Take this situation : The Company is deployed along a ridge top with its strength distributed quite evenly. The enemy attack develops strongly against the front and right flank, and the whole appearance of the situation is that the line will win or lose according to what happens in that quarter.

The left flank remains practically unengaged. The machine gun in that sector continues to cover a forward slope, though seeing no targets, and the riflemen stay in their foxholes, awaiting the time when they can be useful. The 60-mm mortars are behind the hill in a draw, but because the enemy has closed in right next to the friendly foxholes, their fire is not a decisive deterrent.

It seems never to happen that any of these weapons from the quiet zone, or the mortar battery, will be moved out quickly into ground off the enemy avenue of approach with the object of throwing a shock fire across his rear. Such hit-and-run missions conceivably could be done either with machine guns, BARS, or light mortars minus base plates.

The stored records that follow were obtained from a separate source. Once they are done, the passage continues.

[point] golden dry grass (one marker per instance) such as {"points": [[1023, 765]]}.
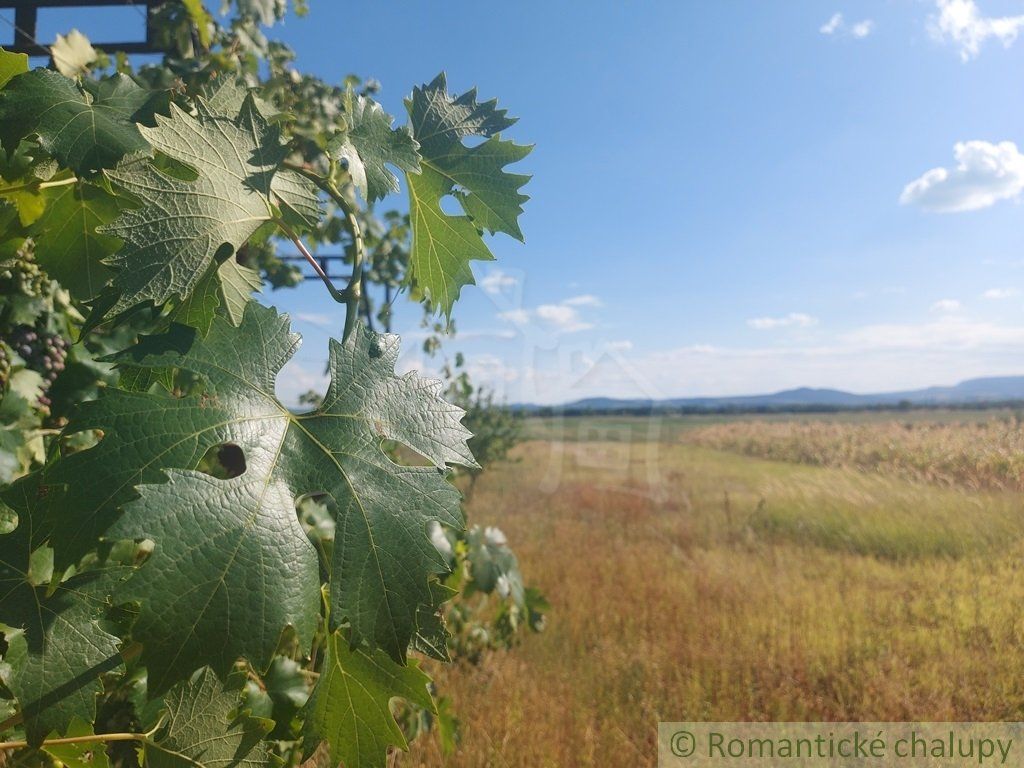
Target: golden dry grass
{"points": [[984, 455], [685, 585]]}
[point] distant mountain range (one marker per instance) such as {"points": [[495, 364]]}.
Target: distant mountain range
{"points": [[973, 391]]}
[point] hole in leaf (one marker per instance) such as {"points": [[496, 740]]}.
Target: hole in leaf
{"points": [[223, 462], [451, 206], [174, 168]]}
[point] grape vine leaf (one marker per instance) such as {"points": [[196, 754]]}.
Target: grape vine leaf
{"points": [[443, 245], [228, 553], [350, 706], [228, 286], [81, 755], [382, 556], [86, 128], [370, 143], [11, 65], [204, 728], [171, 240], [300, 205], [69, 247], [57, 647]]}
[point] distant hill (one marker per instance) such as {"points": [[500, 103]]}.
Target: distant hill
{"points": [[972, 391]]}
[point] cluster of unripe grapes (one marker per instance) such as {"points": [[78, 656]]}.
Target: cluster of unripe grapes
{"points": [[23, 275], [40, 350]]}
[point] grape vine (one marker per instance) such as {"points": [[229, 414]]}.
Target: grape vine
{"points": [[192, 573]]}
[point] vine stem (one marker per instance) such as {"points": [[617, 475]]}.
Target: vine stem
{"points": [[339, 296], [353, 292], [92, 737], [38, 184], [132, 650]]}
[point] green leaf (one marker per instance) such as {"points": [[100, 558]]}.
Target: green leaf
{"points": [[86, 129], [81, 755], [493, 565], [228, 286], [298, 199], [11, 65], [431, 634], [350, 706], [204, 728], [69, 247], [230, 569], [444, 245], [370, 144], [171, 240], [57, 647], [238, 284], [231, 553]]}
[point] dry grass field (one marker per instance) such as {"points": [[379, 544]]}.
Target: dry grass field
{"points": [[692, 583]]}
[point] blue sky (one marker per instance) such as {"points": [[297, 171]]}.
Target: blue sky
{"points": [[727, 198]]}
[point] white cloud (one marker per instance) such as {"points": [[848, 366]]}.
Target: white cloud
{"points": [[946, 305], [585, 300], [497, 282], [562, 317], [862, 29], [859, 30], [517, 316], [961, 23], [793, 320], [833, 25], [995, 294], [947, 333], [985, 173]]}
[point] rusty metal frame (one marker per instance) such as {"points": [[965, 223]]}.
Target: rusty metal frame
{"points": [[27, 13]]}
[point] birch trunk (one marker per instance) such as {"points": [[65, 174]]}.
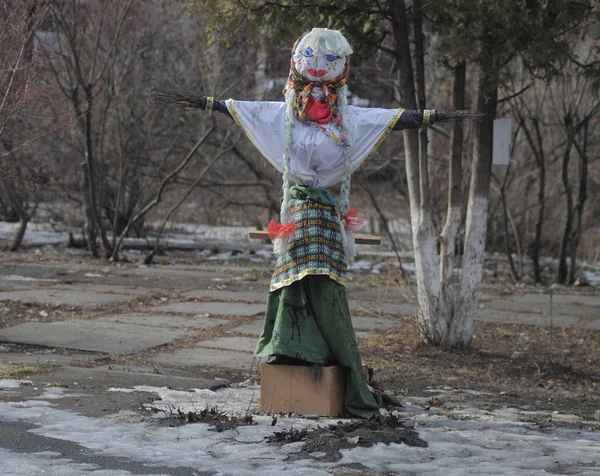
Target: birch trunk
{"points": [[463, 320]]}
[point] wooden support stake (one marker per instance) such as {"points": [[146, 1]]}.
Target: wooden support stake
{"points": [[358, 239]]}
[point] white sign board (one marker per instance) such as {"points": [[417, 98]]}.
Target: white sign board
{"points": [[501, 144]]}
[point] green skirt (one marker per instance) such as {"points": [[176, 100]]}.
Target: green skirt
{"points": [[310, 320]]}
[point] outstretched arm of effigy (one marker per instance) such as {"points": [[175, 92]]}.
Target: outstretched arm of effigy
{"points": [[183, 99], [412, 119]]}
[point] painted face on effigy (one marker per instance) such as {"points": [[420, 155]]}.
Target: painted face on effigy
{"points": [[321, 55], [318, 67]]}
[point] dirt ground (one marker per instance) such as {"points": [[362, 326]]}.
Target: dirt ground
{"points": [[528, 367]]}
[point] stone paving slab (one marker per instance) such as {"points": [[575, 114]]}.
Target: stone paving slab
{"points": [[500, 317], [593, 326], [215, 308], [238, 344], [94, 336], [255, 329], [165, 320], [569, 305], [103, 288], [47, 358], [207, 356], [106, 377], [251, 296], [369, 323], [376, 295], [86, 299], [378, 308], [365, 335]]}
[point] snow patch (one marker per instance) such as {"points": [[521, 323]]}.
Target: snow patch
{"points": [[11, 383], [16, 277]]}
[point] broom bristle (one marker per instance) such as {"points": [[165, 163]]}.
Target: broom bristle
{"points": [[174, 98], [447, 115]]}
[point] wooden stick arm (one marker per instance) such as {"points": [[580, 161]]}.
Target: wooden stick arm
{"points": [[358, 239]]}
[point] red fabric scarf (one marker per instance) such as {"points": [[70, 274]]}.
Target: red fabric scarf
{"points": [[318, 111]]}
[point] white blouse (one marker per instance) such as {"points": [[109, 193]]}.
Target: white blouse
{"points": [[316, 159]]}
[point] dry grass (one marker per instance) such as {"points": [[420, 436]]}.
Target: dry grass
{"points": [[519, 365]]}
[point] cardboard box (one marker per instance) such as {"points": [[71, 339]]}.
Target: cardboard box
{"points": [[289, 388]]}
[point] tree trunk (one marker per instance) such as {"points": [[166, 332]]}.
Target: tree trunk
{"points": [[539, 225], [564, 244], [581, 198], [426, 258], [454, 213], [18, 239], [16, 201], [460, 333]]}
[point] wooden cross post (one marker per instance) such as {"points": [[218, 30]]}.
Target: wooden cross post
{"points": [[358, 239]]}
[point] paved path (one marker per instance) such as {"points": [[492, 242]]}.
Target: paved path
{"points": [[216, 311], [122, 336]]}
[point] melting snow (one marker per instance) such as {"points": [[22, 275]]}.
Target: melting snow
{"points": [[483, 443]]}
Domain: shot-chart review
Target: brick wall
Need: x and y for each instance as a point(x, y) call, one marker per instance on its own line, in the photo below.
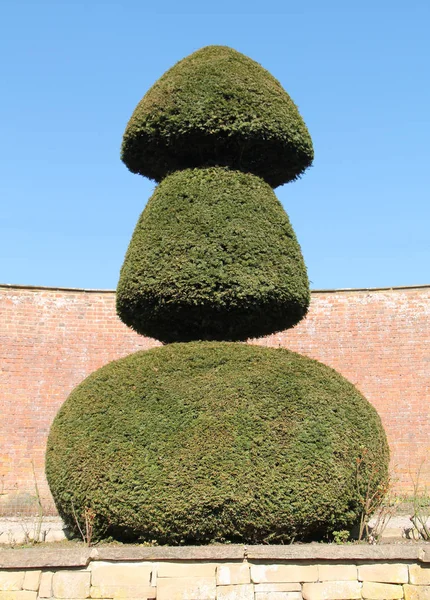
point(52, 339)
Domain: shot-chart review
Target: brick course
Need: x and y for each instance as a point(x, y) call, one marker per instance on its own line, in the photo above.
point(52, 339)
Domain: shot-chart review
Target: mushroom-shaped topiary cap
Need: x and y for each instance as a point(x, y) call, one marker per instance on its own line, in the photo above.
point(218, 107)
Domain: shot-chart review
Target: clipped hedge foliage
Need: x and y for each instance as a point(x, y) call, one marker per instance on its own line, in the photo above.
point(213, 256)
point(217, 107)
point(215, 442)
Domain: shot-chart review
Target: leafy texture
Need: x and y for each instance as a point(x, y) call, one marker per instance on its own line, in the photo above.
point(213, 256)
point(213, 442)
point(217, 107)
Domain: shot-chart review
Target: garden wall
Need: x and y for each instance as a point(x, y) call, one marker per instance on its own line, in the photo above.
point(218, 573)
point(51, 339)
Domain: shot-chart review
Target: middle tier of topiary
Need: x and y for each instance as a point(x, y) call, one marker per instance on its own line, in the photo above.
point(215, 442)
point(213, 257)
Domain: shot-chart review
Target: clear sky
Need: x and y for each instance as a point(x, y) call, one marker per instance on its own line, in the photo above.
point(73, 71)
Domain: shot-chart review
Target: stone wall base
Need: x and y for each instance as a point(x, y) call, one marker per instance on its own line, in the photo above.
point(217, 573)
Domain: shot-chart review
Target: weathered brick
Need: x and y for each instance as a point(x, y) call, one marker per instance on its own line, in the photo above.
point(384, 573)
point(18, 595)
point(332, 590)
point(71, 584)
point(278, 596)
point(186, 588)
point(177, 569)
point(345, 329)
point(283, 573)
point(417, 592)
point(381, 591)
point(419, 575)
point(108, 579)
point(45, 587)
point(259, 588)
point(337, 572)
point(11, 580)
point(32, 580)
point(236, 592)
point(233, 573)
point(138, 592)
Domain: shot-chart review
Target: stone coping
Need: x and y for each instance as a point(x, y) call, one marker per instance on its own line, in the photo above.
point(38, 558)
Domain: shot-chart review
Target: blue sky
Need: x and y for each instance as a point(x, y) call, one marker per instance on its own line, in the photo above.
point(72, 73)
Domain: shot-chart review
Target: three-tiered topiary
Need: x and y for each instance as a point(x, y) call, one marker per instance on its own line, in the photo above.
point(211, 440)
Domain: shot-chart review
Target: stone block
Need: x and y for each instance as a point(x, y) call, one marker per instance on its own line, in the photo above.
point(177, 569)
point(278, 596)
point(11, 580)
point(332, 590)
point(71, 584)
point(381, 591)
point(18, 595)
point(45, 587)
point(419, 575)
point(108, 579)
point(235, 592)
point(233, 573)
point(277, 587)
point(337, 572)
point(283, 573)
point(417, 592)
point(138, 592)
point(32, 580)
point(186, 588)
point(384, 573)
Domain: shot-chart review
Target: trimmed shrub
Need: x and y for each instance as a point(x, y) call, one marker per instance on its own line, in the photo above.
point(217, 107)
point(213, 256)
point(215, 442)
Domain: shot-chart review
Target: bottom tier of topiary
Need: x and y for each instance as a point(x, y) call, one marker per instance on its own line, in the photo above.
point(215, 442)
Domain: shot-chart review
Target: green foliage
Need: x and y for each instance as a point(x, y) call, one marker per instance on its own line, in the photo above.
point(217, 107)
point(213, 256)
point(214, 442)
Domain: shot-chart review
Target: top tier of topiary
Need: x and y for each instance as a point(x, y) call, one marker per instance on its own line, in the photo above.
point(218, 107)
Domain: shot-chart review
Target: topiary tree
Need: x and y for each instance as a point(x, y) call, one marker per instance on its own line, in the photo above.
point(211, 440)
point(213, 257)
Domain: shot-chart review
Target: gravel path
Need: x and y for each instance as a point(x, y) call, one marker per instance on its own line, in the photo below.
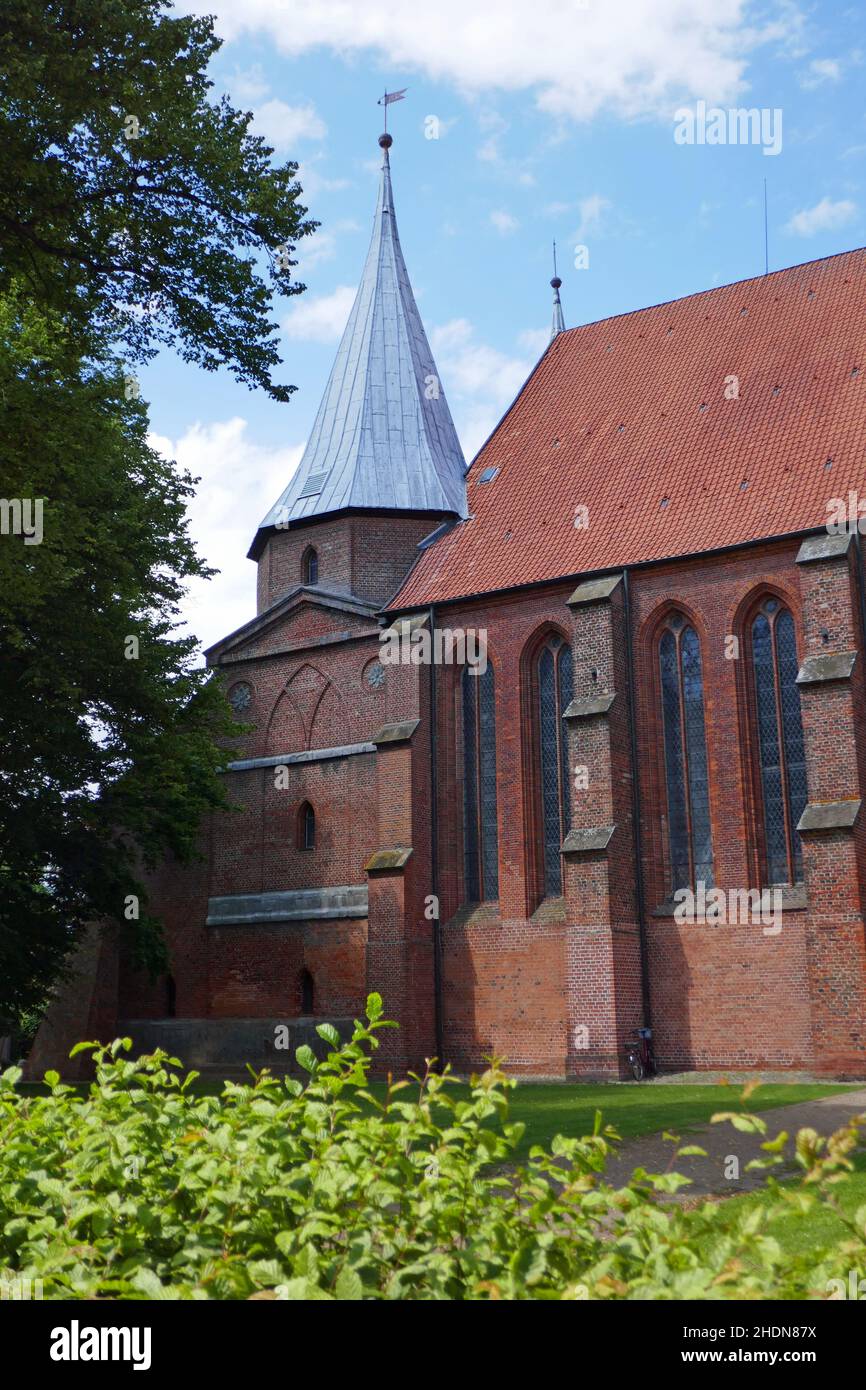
point(723, 1143)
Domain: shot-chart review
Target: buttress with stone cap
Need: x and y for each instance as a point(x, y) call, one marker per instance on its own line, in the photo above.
point(384, 438)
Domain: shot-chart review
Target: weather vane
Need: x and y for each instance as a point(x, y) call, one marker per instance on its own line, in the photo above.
point(391, 96)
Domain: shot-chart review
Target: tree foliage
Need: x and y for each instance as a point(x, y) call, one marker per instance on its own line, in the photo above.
point(129, 202)
point(109, 726)
point(135, 211)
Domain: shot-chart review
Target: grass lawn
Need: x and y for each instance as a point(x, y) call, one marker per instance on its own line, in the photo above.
point(797, 1235)
point(640, 1109)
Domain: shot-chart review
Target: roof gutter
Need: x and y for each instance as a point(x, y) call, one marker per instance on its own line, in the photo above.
point(578, 576)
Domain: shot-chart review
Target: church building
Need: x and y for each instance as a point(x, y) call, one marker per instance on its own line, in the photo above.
point(558, 747)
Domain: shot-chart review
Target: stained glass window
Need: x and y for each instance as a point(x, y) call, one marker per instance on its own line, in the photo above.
point(481, 840)
point(780, 741)
point(555, 692)
point(685, 763)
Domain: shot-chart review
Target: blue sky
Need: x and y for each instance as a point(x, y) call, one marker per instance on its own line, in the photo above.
point(555, 120)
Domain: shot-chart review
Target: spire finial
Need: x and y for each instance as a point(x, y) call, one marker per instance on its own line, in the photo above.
point(559, 323)
point(385, 100)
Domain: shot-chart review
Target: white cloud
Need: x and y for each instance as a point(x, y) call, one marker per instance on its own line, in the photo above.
point(534, 339)
point(591, 213)
point(503, 221)
point(239, 480)
point(320, 319)
point(824, 217)
point(246, 85)
point(635, 57)
point(478, 380)
point(282, 125)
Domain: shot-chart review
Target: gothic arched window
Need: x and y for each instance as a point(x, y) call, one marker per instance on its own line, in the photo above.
point(310, 566)
point(480, 830)
point(555, 685)
point(781, 759)
point(307, 994)
point(685, 766)
point(306, 827)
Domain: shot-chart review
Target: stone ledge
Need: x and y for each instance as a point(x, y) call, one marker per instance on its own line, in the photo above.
point(824, 548)
point(833, 666)
point(395, 733)
point(830, 815)
point(583, 841)
point(590, 706)
point(396, 858)
point(291, 905)
point(594, 590)
point(403, 627)
point(312, 755)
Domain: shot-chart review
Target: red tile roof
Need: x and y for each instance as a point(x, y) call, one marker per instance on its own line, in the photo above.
point(628, 419)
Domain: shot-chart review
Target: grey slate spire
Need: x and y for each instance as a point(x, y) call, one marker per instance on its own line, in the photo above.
point(382, 438)
point(559, 323)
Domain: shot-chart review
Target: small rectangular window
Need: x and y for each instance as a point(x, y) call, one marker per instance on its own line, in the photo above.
point(313, 485)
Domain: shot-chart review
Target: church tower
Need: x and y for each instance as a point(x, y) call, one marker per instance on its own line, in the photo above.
point(382, 466)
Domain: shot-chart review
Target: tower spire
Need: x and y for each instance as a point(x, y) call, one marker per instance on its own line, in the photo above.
point(384, 438)
point(559, 323)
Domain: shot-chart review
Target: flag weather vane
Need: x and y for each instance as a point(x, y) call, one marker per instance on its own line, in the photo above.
point(391, 96)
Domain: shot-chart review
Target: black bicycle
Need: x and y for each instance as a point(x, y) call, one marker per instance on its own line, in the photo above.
point(638, 1054)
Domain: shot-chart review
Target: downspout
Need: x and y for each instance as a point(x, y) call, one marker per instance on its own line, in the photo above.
point(861, 591)
point(635, 808)
point(434, 847)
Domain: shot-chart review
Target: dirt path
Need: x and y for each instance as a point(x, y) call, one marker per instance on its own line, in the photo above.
point(723, 1143)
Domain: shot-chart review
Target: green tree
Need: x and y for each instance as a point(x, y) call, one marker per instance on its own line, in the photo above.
point(109, 726)
point(129, 202)
point(134, 213)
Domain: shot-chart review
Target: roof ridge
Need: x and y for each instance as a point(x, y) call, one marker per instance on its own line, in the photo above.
point(713, 289)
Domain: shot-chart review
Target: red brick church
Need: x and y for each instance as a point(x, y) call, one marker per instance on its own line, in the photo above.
point(658, 549)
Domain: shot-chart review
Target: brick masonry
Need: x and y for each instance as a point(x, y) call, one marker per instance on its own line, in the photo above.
point(552, 984)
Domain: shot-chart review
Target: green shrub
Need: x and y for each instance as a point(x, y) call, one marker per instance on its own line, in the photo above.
point(274, 1190)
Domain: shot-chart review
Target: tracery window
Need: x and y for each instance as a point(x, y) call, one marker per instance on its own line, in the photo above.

They would be transitory by nature, done for surprise effect, and sustained just long enough to unsettle the opponent and make him divert some part of his force.

When artillery is interdicting the general area, the lack of such enterprises as these is subject to explanation, But the significant fact is that it seems never to be attempted even in situations where infantry is operating on its own, and its hope for survival depends upon what can be achieved with its own weapons and manpower.

The moral values in local surprise should be relatively as great as in major surprise. But it is not of record that we attempt systematically to explore them. In this, as in the lack of true sniper tactics, our small-unit operations have a gregarious quality which ultimately must provide some comfort to the enemy. In his grapple with the small unit he can pretty well count on not being bluffed.

In the larger scale of operations, we employ surprise and bluff to a maximum; for example, in the sorties made by armored columns. The reason why we are loath to work by the same principle in our small-group teaching should be well worth searching consideration. In all the operations brought under study in Korea, there is not one example of an American company attempting to use diversionary fire. However, there are numerous examples of the Chinese enemy successfully exploiting his use of weapons in this manner.